Pharmacy students led tours to show off the building’s design features. Its architects aimed for a design that would bring in a lot of natural light, and a floor plan that made it likelier for faculty and grad students to bump into each other.

To this end, they did away with most of the horizontal divisions between floors, making for dizzying canyon-like views and letting in plenty of natural light. Leslie Dan’s top seven floors contain labs and teaching space (on the southern side of each floor), and faculty and grad student offices (on the northern end). Put plainly, the floor layout makes it tough for faculty members to hide from their students (and vice versa), since to get from their offices to their labs, researchers must cross narrow open corridors in open view of anyone several floors above or below.

From street level, it’s Leslie Dan’s distinctive concrete pillars that pedestrians notice most. There are 20 of them altogether, and they create a four-story tall atrium that contains two giant egg-shaped pods, which serve a dual purpose. Inside each pod is a lecture hall; on top each, there is a lounge area for faculty (atop the “small pod”) and students (atop the “big pod”). And anyone lounging there will be in plain view of anyone else prowling the corridors on the research floors above.

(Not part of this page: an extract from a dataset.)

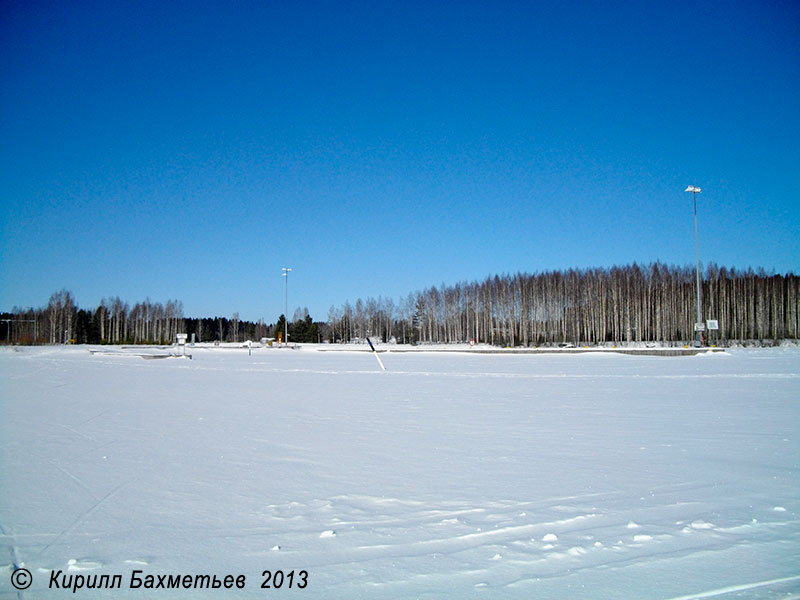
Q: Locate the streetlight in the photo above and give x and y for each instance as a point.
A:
(286, 312)
(699, 325)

“It’s amazing,” said Nam Dang, who was touring the building with his wife, Thu Tran, and young daughter, Theresa Dang-who he hoped might one day study pharmacy here. But whether Leslie Dan still retains its current sheen when Theresa walks through its doors, 15 years down the road perhaps, depends on one thing.

Glass-clad buildings require regular washing to prevent acid rain from etching their windows, as noted in Crumbling Foundations, a 2002 report on U of T’s maintenance backlog problem put out by the department of facilities and sevices. It warns that “signature buildings will rapidly become eyesores, if no investment is made in window cleaning.”